Les lieux d’information, d’écoute et de soutien

  • L’association Jalmalv
    L’association Jalmalv Nantes existe depuis une trentaine d’années. Apolitique et non confessionnelle, elle accompagne des personnes atteintes de maladie grave, en fin de vie ou des personnes en deuil. Elle propose un accompagnement spécifique pour les enfants en deuil.
  • L’association Elisabeth Kübler-Ross
    L’association propose un accueil et un accompagnement individuel par des rencontres, des écoutes téléphoniques, des échanges de mails, ainsi qu’un accompagnement en groupe. Elle propose des accompagnements spécifiques en groupe pour les enfants âgés de 4 à 12 ans ayant perdu un proche.
  • Le dispositif MonPsy
    Si vous ou votre enfant (dès 3 ans) avez besoin de consulter un ou une psychologue, vous pouvez bénéficier de 8 séances qui seront remboursées par l’Assurance Maladie.
  • Les Pâtes au beurre
    L’association accueille gratuitement et anonymement les parents en difficulté, avec ou sans leurs enfants, quel que soit l’âge de ces derniers, pour réfléchir avec des professionnels, psychologues ou psychomotriciens, dans une visée d’apaisement des relations familiales.

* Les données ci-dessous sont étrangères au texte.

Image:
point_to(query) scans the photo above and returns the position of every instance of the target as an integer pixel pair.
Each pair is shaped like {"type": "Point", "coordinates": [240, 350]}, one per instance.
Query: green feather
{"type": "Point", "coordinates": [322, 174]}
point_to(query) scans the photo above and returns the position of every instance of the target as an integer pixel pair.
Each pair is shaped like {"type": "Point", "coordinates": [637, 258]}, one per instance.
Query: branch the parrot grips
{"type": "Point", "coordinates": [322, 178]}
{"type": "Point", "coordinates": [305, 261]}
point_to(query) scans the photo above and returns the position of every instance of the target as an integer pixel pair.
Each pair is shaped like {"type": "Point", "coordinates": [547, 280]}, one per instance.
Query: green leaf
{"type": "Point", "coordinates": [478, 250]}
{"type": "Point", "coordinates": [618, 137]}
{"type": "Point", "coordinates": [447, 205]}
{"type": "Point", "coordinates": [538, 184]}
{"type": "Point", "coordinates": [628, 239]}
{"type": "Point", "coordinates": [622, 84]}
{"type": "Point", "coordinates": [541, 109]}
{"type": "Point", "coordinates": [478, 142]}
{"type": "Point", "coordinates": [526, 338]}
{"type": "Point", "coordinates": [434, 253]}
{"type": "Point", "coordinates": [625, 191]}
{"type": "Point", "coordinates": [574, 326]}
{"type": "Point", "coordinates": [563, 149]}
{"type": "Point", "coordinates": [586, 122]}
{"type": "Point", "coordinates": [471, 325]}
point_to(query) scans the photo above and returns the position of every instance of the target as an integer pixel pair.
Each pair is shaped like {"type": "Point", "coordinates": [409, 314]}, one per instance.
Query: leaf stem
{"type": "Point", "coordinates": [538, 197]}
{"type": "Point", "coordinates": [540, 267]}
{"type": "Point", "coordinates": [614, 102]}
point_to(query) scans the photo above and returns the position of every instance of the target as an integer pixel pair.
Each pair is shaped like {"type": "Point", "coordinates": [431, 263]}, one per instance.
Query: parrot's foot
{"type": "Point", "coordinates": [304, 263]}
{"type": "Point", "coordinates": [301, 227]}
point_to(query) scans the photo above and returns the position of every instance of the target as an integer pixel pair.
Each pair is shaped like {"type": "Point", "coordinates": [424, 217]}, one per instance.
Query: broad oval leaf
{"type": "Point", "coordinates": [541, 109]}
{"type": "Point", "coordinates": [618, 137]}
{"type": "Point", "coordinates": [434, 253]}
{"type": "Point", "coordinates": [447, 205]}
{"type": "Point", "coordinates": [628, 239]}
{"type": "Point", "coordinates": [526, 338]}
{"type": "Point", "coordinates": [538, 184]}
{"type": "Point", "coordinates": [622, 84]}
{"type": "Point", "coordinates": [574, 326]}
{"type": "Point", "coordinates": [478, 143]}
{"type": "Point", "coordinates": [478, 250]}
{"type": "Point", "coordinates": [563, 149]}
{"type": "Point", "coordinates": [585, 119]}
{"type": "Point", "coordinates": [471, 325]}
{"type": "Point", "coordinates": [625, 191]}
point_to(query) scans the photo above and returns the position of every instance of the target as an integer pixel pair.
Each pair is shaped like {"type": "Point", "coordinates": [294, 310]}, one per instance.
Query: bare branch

Pour aller plus loin (Podcast, livres, vidéos, sites internet, etc.)

Podcasts :

Vidéos :

Livres :

  • Je ne te vois plus, Paul Martin (Éditions les 400 coups)
    Une petite fille s’interroge sur l’absence d’un être cher. En revoyant des objets qui lui ont appartenu, elle se rappelle les moments heureux qu’ils ont partagés ensemble, ce qui lui redonne le sourire.
  • Le fil invisible, Miriam Tirado et Marta Moreno (Éditions Eyrolles)
    Anna se demande à quoi peut bien servir son nombril... Sa maman lui dévoile alors un grand secret qui va tout changer ! Un fil invisible partirait de son nombril et l’unirait à tous ceux qu’elle aime le plus : sa mère, son père, ses grands-parents, ses amis...
  • Au revoir Blaireau, Susan Varley (Gallimard Jeunesse)
    Le vieux Blaireau va mourir, mais il existera toujours dans le cœur de ceux qui l’aiment, grâce aux souvenirs qu’il leur laisse. Les amis de Blaireau évoquent tout ce qu’il leur a appris et laissé en cadeau et, peu à peu, apprivoisent leur chagrin.